Marsha Torr — Thursday, Feb. 18
Marsha Torr is vice provost for research at the University of South Carolina and executive director of the South Carolina Research Institute. Torr has two bachelor’s, a master’s and a doctorate degree from Rhodes University in South Africa. She was a researcher at the University of Michigan from 1974-79 before joining the faculty at Utah State University. She left academia in 1985 for 10 years to work at the NASA Marshall Space Flight Center, eventually becoming chief scientist in the payload projects office.

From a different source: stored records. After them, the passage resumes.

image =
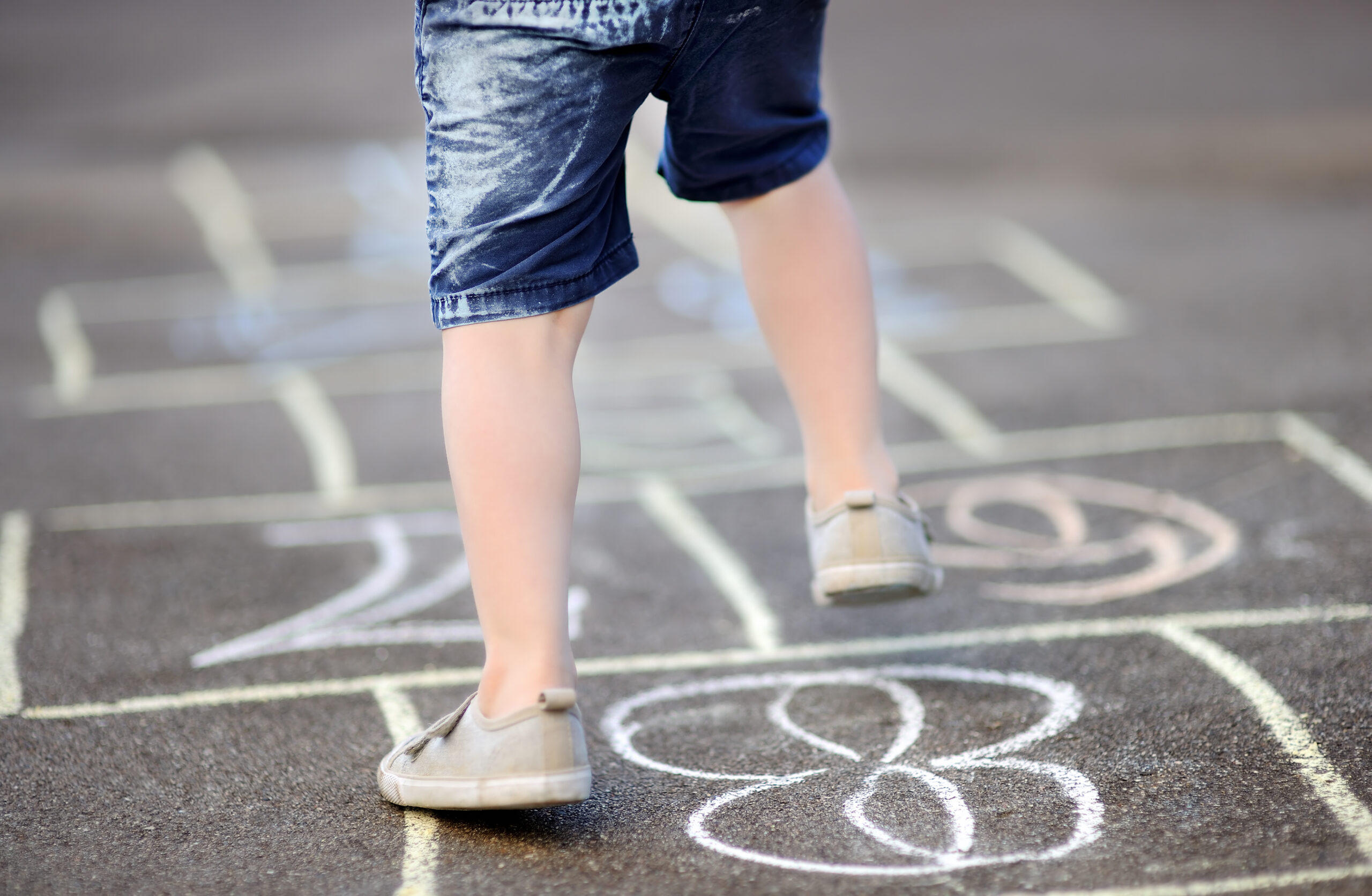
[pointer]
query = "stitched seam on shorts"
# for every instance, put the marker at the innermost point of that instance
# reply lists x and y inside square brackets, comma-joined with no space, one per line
[532,287]
[791,161]
[690,33]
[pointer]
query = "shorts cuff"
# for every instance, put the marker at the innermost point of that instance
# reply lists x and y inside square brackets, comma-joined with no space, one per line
[800,164]
[475,306]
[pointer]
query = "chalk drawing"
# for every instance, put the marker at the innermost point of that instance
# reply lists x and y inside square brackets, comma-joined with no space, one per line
[628,718]
[367,614]
[1174,538]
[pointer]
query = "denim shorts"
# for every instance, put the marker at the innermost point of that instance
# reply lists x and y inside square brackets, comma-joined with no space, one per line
[528,105]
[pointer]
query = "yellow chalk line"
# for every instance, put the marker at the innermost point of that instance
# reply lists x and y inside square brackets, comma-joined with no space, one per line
[1287,729]
[1227,884]
[417,868]
[14,604]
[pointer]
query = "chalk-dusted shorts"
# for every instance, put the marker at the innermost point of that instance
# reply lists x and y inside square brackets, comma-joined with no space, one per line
[528,106]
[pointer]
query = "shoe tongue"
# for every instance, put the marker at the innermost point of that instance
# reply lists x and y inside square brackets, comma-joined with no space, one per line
[557,699]
[861,499]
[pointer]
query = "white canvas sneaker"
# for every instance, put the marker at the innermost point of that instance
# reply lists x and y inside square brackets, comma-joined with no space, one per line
[868,549]
[532,758]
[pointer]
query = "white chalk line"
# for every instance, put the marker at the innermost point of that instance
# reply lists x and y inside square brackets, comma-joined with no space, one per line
[650,663]
[1285,725]
[366,614]
[209,190]
[389,372]
[680,519]
[1319,446]
[212,194]
[1065,707]
[912,457]
[704,231]
[323,433]
[417,868]
[14,605]
[1053,275]
[927,394]
[73,362]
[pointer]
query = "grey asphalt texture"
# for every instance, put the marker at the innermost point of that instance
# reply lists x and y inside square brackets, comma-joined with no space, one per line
[1211,162]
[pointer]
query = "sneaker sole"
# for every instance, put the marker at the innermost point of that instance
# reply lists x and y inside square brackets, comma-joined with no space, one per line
[505,792]
[866,583]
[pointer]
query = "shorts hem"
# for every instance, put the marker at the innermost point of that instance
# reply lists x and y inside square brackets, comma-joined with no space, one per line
[534,298]
[800,164]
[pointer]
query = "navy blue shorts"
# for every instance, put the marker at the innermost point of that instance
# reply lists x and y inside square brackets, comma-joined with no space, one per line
[528,106]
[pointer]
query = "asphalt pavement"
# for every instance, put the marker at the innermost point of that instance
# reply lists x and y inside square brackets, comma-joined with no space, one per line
[1121,254]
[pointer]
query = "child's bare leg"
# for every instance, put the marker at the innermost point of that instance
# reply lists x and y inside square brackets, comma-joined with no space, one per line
[513,450]
[806,268]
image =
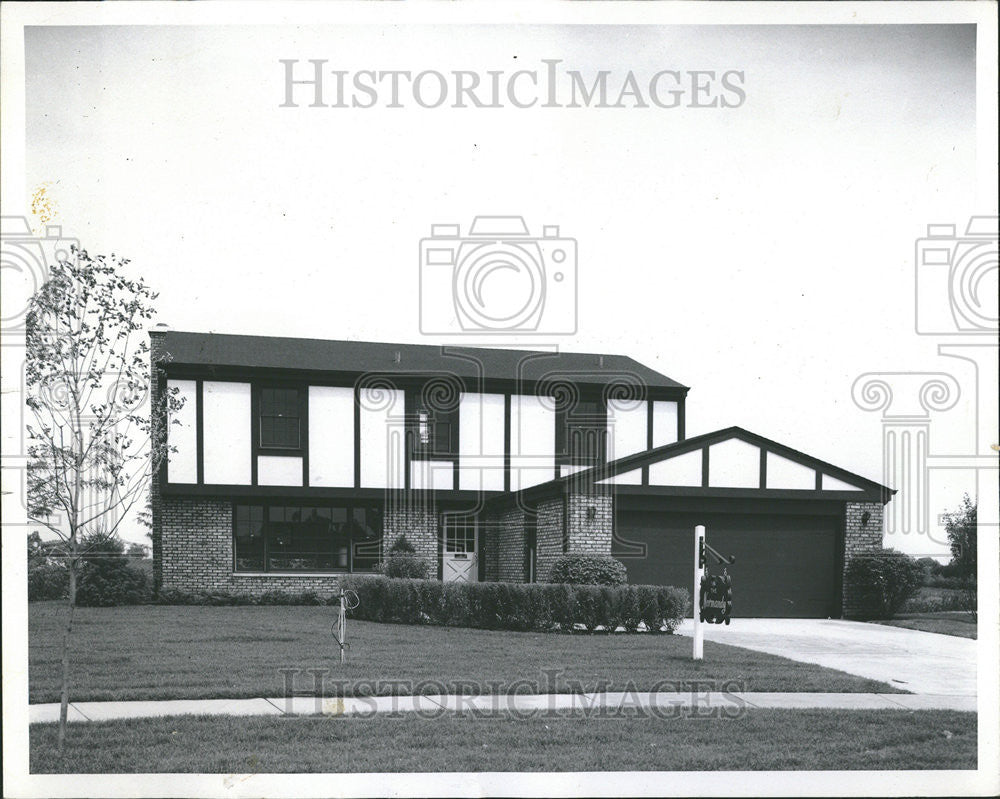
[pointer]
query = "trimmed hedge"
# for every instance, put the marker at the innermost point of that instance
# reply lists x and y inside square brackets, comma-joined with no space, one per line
[579,569]
[882,583]
[47,581]
[169,596]
[518,606]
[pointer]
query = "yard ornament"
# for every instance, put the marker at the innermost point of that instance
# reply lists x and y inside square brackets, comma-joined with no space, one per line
[716,600]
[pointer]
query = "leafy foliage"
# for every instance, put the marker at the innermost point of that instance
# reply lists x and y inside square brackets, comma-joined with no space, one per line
[403,562]
[882,582]
[107,578]
[518,606]
[580,569]
[961,528]
[92,442]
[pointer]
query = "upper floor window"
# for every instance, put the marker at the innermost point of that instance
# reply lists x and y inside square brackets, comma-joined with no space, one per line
[581,430]
[280,422]
[433,430]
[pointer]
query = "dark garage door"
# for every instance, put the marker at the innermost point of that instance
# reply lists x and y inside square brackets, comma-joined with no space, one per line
[785,565]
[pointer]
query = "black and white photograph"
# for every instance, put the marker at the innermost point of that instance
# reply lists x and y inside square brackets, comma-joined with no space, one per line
[523,399]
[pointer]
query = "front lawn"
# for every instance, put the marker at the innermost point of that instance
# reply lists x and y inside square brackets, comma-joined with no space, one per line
[758,740]
[958,622]
[184,652]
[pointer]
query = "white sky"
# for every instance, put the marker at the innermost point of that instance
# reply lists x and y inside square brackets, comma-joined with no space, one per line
[763,255]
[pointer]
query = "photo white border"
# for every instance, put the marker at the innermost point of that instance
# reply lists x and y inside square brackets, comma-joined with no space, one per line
[17,782]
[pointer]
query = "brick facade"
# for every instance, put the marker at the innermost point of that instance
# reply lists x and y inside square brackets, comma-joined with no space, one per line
[510,542]
[550,537]
[591,522]
[156,354]
[419,523]
[860,539]
[197,553]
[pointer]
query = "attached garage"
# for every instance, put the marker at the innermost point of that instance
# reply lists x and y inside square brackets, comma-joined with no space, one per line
[787,565]
[791,520]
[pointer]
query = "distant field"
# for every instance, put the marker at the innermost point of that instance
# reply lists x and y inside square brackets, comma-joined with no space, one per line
[170,652]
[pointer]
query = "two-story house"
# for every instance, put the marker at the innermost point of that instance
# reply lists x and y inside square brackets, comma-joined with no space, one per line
[298,460]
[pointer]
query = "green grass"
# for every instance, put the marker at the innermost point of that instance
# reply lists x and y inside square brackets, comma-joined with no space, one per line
[157,652]
[759,740]
[929,599]
[959,623]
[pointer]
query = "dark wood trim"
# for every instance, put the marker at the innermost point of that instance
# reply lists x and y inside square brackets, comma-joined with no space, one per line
[401,379]
[833,508]
[199,395]
[806,494]
[460,499]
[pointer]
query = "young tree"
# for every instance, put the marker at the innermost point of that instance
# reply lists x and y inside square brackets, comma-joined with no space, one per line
[961,529]
[93,440]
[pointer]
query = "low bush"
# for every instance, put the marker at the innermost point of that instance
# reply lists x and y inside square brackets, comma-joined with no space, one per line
[881,583]
[578,569]
[402,562]
[47,581]
[111,584]
[107,577]
[518,606]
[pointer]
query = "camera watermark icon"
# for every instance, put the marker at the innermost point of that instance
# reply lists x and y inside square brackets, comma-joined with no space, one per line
[956,299]
[497,278]
[956,279]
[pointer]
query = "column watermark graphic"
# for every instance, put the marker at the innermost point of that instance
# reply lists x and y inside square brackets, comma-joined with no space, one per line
[956,289]
[25,260]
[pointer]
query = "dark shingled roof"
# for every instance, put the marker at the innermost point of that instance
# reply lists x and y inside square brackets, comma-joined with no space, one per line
[315,355]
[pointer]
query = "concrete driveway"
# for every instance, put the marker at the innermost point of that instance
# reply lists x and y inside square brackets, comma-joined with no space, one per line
[924,663]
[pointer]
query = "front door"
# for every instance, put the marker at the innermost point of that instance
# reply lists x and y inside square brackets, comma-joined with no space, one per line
[459,551]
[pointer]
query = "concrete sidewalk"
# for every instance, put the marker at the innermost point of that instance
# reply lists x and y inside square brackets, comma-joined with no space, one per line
[689,704]
[917,661]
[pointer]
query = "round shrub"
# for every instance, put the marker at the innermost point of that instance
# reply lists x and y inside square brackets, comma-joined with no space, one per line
[402,562]
[403,567]
[881,583]
[588,570]
[47,581]
[112,583]
[106,578]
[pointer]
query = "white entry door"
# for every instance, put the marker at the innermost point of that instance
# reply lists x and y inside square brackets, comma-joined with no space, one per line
[459,556]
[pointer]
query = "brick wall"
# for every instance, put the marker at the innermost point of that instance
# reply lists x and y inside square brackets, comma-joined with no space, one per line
[197,553]
[550,540]
[510,542]
[419,523]
[591,521]
[860,539]
[156,353]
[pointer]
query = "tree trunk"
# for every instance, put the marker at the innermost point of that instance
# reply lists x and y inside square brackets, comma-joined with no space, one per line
[64,697]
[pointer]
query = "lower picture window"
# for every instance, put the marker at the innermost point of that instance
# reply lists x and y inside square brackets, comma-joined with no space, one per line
[312,538]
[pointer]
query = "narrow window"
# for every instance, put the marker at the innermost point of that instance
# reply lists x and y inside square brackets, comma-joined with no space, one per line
[279,418]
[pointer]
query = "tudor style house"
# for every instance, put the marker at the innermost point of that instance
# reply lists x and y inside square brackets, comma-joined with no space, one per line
[300,460]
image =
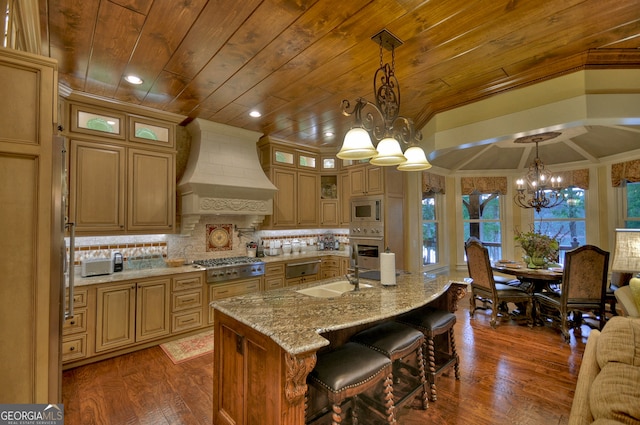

Winfred Phillips — Tuesday, Feb 23
Winfred Phillips is associate vice president and dean of UF’s College of Engineering. Phillips earned his graduate degrees at the University of Virginia before beginning his teaching and administrative career at the Pennsylvania State University, eventually rising to the position of acting chairman for the Intercollege Bioengineering Program and then associate dean for research. In 1980, he was named head of the Purdue University School of Mechanical Engineering, where he served for eight years before being hired as dean of engineering at UF. He also heads the Engineering and Industrial Experiment Station, created by the Florida Legislature in 1941 as a division of the UF College of Engineering to organize and promote research projects in engineering and related sciences, with special emphasis on problems important to the development of industry in Florida.